Charles was born in Loudonville, Ohio, in 1876. He was the fourth of five children born to Jacob Kettering and Martha Hunter Kettering. Kettering had poor vision and this lead to a childhood that unfortunately was consumed with constant headaches. However, he was a very smart boy and after his secondary school education was completed, he became a teacher. He enjoyed teaching and during this time, he took classes at The College of Wooster. Later he transferred to The Ohio State University (OSU) where he met his future wife, Olive Williams. Kettering eventually graduated from OSU in 1904 with a degree in electrical engineering.

Let the Inventions Begin

Kettering first job out of engineering school was with National Cash Register (NCR.) Here he worked in NCR’s large research laboratory. Kettering was by nature an innovative engineer and it wasn’t long before he achieved his first major invention: an easy credit approval system. This system was essentially a precursor to today’s credit card processing systems. He then put his mind to work on the old fashioned crank cash registers. Soon he developed an electric version which made ringing up sales physically much easier for sales clerks all over the country. During his five years at NCR, from 1904 to 1909, Kettering earned 23 patents.

Automotive Components

In 1907, colleague Edward A. Deeds invited Kettering and another engineer, Harold E. Talbott, to join him working at night on improvements for the nascent automotive industry. Working nights and weekends, in Deed’s barn, their first invention was an electric ignition system designed to eliminate the magneto. This invention was a huge success and in 1909, all three engineers left NCR and founded Dayton Engineering Laboratories Company also known as DELCO.

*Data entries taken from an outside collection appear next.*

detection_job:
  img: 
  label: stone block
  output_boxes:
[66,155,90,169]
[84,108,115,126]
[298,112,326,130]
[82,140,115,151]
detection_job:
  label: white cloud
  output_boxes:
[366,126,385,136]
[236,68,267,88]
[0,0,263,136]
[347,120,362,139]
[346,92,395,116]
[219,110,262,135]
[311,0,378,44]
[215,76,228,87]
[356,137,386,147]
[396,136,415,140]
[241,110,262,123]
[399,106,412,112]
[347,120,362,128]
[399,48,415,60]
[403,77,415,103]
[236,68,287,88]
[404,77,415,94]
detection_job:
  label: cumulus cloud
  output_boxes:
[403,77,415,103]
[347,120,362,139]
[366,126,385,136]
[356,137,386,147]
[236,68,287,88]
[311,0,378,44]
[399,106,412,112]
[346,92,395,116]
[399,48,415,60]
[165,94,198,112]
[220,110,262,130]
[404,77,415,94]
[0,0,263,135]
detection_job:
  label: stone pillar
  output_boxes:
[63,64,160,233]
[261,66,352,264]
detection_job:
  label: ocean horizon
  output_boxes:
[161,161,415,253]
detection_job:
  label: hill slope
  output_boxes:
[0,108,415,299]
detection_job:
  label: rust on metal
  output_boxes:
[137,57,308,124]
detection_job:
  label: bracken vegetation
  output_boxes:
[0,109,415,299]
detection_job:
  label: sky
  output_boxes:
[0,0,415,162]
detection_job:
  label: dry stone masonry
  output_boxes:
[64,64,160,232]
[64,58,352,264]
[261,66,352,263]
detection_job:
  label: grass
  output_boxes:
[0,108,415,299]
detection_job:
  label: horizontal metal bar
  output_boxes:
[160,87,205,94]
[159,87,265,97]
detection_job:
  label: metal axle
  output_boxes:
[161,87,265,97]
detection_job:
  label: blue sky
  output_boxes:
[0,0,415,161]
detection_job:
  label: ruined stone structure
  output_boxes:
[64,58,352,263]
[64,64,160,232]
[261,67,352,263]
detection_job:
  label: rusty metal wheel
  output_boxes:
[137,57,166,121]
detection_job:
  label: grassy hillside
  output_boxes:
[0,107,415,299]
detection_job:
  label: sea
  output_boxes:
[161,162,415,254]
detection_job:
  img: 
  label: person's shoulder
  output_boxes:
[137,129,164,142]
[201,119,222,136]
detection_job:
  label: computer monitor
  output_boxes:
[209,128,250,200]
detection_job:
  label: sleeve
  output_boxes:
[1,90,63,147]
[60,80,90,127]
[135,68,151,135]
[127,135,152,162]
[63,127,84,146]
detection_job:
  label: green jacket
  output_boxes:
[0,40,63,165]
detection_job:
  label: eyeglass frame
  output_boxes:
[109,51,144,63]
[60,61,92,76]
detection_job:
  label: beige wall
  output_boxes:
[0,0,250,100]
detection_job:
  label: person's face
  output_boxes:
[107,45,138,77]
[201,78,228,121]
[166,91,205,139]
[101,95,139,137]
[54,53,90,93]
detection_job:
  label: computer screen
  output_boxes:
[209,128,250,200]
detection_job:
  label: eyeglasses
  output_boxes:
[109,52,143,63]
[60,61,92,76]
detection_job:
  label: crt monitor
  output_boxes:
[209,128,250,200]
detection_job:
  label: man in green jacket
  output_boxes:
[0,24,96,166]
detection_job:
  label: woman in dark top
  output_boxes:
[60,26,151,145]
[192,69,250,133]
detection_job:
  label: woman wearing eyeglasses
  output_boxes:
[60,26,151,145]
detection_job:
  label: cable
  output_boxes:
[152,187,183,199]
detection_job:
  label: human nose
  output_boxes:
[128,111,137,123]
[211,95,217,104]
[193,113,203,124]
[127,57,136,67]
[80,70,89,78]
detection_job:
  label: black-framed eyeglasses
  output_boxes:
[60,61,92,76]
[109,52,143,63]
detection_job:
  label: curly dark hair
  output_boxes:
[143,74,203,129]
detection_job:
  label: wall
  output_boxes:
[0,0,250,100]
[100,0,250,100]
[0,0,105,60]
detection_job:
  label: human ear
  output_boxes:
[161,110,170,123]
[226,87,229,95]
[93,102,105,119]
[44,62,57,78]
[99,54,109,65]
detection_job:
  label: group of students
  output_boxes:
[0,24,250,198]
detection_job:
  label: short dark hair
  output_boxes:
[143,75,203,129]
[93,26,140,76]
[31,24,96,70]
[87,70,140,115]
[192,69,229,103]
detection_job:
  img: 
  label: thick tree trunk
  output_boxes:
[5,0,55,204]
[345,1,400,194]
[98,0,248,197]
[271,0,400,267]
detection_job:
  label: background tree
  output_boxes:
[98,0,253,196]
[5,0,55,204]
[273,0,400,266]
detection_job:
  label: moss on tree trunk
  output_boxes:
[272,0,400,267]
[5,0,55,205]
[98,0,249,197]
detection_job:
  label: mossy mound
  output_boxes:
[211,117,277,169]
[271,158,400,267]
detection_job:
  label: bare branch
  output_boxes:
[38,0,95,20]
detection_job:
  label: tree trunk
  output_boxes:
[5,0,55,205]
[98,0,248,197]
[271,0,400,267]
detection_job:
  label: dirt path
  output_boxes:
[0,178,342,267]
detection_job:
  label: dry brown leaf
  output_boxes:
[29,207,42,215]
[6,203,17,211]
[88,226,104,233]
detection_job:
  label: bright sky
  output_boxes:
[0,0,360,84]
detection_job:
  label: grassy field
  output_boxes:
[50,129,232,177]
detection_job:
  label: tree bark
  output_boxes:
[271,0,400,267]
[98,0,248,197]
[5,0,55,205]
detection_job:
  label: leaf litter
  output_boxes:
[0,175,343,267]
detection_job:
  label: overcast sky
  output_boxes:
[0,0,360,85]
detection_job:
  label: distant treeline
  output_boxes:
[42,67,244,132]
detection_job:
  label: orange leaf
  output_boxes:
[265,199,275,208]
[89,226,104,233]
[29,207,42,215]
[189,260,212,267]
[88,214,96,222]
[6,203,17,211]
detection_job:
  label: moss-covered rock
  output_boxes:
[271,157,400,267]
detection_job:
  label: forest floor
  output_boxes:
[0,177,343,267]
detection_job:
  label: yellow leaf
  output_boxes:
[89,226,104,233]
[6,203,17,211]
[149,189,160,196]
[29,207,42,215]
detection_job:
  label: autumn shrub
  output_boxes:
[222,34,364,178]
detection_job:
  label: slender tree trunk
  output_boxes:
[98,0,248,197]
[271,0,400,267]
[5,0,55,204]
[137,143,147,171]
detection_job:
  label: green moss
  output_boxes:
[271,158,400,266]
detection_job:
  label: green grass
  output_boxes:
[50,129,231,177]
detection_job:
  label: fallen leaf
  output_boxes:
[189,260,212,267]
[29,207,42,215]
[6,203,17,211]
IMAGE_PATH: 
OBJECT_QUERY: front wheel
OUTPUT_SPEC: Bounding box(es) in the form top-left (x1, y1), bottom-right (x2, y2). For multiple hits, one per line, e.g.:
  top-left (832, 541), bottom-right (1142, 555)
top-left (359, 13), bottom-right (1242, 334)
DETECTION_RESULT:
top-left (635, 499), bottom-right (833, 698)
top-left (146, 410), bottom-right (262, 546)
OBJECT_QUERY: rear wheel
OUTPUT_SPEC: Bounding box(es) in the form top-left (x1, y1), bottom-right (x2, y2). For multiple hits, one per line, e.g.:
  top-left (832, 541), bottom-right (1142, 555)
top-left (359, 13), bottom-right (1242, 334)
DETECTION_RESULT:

The First Self-Starting Car

Back in the early 1900s, cars were started by hand crank. It was a technique that required some strength and it was dangerous. Here’s why: If the ignition timing retarded, the crank could kick back and strike whomever was cranking. As the story goes, a good friend of Ketterings was struck by a hand crank and killed. He immediately vowed that no one would ever be killed again attempting to start a car. On February 17, 1911, the first self-starting ignition was first installed in a Cadillac and the automotive industry took a major leap forward.

Freon 

In the late 1800s until 1929, refrigerators used the gases, ammonia, methyl chloride, and sulfur dioxide, as refrigerants. Methyl chloride gas was especially toxic and deaths from leaking systems was becoming more common. In 1928, Thomas Midgley, Jr. and Kettering invented a refrigerant that was safe to use and called it “Freon.” Freon represents several different chlorofluorocarbons, or CFCs, which today are widely used in commerce and industry. Unfortunately, the original Freon, referred to as R-12, has been identified as a major destroyer of the Earth’s ozone layer. Our service consultants at Central Ave. Hyundai of Hartsdale, a local Hyundai dealer in Hartsdale, NY, told us that Hyundai phased out the old R-12 freon in the early 2000s and is now using an environmentally Freon called R-134a. Had Kettering known about the ozone issue, he would have undoubtedly created a R-132a type replacement himself.

Legacy

His inventions, especially the electric automobile starter, made him Kettering wealthy. In 1945, he helped found what became the Sloan Kettering Cancer Center based on the premise that American industrial research techniques could be applied to cancer research.

Kettering died on November 25, 1958. After his death, his body lay in honor at the Engineers Club and then was interred in the mausoleum at Woodlawn Cemetery, Dayton, Ohio.